Montebourg told Varin of his demands when they met for two hours yesterday in Paris to discuss Europe’s second-biggest automaker’s plan to shut a factory in Aulnay, France, and cut 8,000 jobs on top of 6,000 reductions announced last year, a government official said, declining to be identified according to internal rules.
The minister had said before his talks with Varin that he was skeptical of family-controlled Peugeot’s business strategy, including a model-development alliance with Detroit-based General Motors Co. (GM:US) that resulted this year in the sale of a 7 percent stake in the Paris-based carmaker to the U.S company.
Concern that President Francois Hollande’s government would obstruct efforts by Peugeot to close the factory and cut jobs even though the state owns no stake in the carmaker resulted in its shares tumbling to a 23-year-low this week. The government is scheduled on July 25 to unveil plans to support the country’s automobile industry and stem job losses after France’s jobless claims rose to a more than 12-year high.
The government’s proposals may include support for hybrid cars and an incentive program to boost auto sales, the official and union representatives said.
Peugeot shares rose for a third day today, gaining 0.02 percent to 6.57 euros. The shares have fallen more than 8 percent since the company’s July 12 announcement on job cuts.
Montebourg was scheduled to meet today with Thierry Peugeot, chairman of the company’s supervisory board, to discuss plans for the Aulnay site. The meeting was postponed to July 26, a day after he is scheduled to unveil the automobile sector plan, the official said.
Varin is scheduled to address lawmakers’ questions about the company’s plan before a parliamentary committee on July 26.
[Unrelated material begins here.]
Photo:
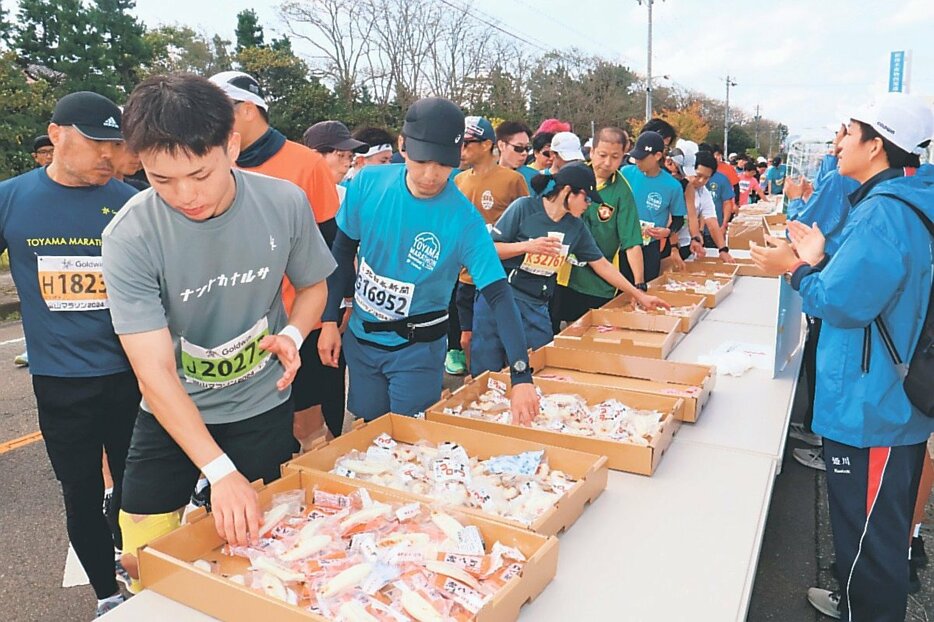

Peugeot’s first-half deliveries slumped 13 percent compared with a 10 percent increase at Volkswagen AG (VOW)’s namesake brand in the period. VW is Europe’s largest automaker. Varin said on July 12 that Peugeot’s factories were running at 76 percent of capacity in Europe and that it has been burning about 200 million euros ($245 million) in operating cash flow a month in the past year.
The French company will stop production at its 39-year-old factory in Aulnay, on the outskirts of Paris, in 2014 and focus the building of small cars at a nearby plant in Poissy, it said. Peugeot will also curb production at a plant in Rennes to slash operational costs. The last French auto factory to close was a Renault plant in 1992.